In the realm of business and industry, we note that "project" could refer to one or the other of at least two (2) distinguishable types of activities.
Firstly, a project could refer to a particular job or undertaking that is within the regular or usual business of the employer company, but which is
distinct and separate, and identifiable as such, from the other undertakings of the company. Such job or undertaking begins and ends at determined or
determinable times. The typical example of this first type of project is a particular construction job or project of a construction company. A
construction company ordinarily carries out two or more [distinct] identifiable construction projects: e.g., a twenty-five-storey hotel in Makati; a
residential condominium building in Baguio City; and a domestic air terminal in Iloilo City. Employees who are hired for the carrying out of one of
these separate projects, the scope and duration of which has been determined and made known to the employees at the time of employment, are
properly treated as "project employees," and their services may be lawfully terminated at completion of the project.

The term "project" could also refer to, secondly, a particular job or undertaking that is not within the regular business of the corporation. Such a job
or undertaking must also be identifiably separate and distinct from the ordinary or regular business operations of the employer. The job or
undertaking also begins and ends at determined or determinable times. [18]

Plainly, the litmus test to determine whether an individual is a project employee lies in setting a fixed period of employment involving a specific
undertaking which completion or termination has been determined at the time of the particular employee's engagement.

In this case, as previously adverted to, the officers and the members of petitioner Union were specifically hired as project employees for respondent's
Leyte Geothermal Power Project located at the Greater Tongonan Geothermal Reservation in Leyte. Consequently, upon the completion of the project
or substantial phase thereof, the officers and the members of petitioner Union could be validly terminated.

Petitioner Union is adamant, however, that the lack of interval in the employment contracts of its officer and members negates the latter's status

as mere project employees.

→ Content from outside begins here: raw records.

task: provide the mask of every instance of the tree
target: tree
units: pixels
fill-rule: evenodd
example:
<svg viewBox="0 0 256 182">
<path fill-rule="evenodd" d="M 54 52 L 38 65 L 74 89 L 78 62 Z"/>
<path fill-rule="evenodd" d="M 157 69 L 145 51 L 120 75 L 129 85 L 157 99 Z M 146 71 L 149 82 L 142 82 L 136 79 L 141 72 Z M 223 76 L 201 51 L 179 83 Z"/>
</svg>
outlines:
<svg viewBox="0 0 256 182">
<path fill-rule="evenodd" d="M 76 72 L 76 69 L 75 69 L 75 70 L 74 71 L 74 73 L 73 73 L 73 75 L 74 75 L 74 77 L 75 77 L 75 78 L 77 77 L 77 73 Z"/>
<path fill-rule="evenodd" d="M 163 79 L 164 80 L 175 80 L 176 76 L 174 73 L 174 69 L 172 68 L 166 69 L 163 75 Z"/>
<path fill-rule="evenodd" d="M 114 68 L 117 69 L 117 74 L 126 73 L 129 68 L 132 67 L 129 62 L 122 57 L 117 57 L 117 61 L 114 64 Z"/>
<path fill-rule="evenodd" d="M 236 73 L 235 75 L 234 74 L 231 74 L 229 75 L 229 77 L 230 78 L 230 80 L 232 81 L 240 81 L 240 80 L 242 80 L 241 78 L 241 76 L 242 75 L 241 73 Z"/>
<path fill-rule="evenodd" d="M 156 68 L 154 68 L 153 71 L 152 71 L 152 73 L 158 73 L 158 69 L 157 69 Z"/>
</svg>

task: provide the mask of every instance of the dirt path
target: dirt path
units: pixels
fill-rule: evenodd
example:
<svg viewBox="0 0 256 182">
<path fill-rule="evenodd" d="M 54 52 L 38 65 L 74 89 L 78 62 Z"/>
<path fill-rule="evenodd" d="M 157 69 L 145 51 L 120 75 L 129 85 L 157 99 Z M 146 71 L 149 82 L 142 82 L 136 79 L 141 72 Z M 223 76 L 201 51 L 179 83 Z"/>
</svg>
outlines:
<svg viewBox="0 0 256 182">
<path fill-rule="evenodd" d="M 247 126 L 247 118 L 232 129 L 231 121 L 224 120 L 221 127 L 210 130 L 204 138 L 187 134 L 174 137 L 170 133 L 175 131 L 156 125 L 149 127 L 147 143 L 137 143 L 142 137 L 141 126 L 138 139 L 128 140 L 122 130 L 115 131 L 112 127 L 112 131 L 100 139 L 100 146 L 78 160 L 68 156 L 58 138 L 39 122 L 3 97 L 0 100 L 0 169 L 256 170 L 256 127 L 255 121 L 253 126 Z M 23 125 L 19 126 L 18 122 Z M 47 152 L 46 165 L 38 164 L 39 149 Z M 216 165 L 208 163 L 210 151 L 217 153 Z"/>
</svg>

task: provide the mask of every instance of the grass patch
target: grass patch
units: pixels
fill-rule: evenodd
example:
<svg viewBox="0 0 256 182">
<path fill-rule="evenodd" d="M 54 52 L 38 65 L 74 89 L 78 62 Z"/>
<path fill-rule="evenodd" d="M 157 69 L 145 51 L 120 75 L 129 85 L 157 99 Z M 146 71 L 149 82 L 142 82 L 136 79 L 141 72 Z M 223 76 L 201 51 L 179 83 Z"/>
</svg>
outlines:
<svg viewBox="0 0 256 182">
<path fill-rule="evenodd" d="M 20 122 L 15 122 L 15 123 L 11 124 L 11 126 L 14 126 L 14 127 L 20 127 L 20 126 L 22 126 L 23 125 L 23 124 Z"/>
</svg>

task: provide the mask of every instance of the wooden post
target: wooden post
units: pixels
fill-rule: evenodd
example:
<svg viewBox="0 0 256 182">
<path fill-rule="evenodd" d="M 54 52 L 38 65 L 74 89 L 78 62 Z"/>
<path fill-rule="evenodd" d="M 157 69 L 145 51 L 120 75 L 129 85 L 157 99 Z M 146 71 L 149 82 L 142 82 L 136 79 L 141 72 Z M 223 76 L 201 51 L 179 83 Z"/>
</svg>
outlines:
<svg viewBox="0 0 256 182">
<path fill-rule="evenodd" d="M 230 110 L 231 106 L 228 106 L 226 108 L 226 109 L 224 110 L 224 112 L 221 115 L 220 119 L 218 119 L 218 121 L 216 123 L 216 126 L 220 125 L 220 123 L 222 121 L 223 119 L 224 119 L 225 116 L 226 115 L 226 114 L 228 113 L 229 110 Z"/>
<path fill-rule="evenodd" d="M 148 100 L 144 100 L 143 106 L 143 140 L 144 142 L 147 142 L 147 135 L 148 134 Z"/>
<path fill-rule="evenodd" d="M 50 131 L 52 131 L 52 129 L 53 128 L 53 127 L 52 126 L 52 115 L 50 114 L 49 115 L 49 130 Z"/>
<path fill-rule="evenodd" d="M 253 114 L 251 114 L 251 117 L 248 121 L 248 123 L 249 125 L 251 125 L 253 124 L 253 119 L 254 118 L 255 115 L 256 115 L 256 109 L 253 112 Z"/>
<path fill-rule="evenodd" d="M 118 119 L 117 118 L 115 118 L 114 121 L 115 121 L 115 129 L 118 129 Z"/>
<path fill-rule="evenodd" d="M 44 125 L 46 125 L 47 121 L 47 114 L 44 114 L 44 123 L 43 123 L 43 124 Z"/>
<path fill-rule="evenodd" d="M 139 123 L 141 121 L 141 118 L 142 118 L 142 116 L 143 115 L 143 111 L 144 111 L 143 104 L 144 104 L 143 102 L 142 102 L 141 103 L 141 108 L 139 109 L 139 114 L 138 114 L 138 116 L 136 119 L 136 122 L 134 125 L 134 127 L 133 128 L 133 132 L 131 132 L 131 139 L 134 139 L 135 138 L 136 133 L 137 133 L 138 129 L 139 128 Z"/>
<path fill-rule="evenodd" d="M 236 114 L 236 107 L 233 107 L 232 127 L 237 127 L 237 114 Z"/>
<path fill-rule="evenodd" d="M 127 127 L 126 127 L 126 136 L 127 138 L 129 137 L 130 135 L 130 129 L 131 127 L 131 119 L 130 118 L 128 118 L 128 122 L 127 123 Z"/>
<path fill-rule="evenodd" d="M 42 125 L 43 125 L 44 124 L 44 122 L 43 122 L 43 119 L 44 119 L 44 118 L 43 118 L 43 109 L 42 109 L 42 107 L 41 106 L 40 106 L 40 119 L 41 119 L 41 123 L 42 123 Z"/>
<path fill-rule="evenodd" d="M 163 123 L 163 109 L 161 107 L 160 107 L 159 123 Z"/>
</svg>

For petitioner Union, the lack of interval further drives home its point that its officers and members are regular employees
who performed work which was usually necessary or desirable to the usual business or trade of respondent.

We are not persuaded.

Petitioner Union's members' employment for more than a year does equate to their regular employment with respondent. In this regard, Mercado, Sr.
v. NLRC[19] illuminates:

The first paragraph [of Article 280 of the Labor Code] answers the question of who are regular employees. It states that, regardless of any written or
oral agreement to the contrary, an employee is deemed regular where he is engaged in necessary or desirable activities in the usual business or trade
of the employer, except for project employees.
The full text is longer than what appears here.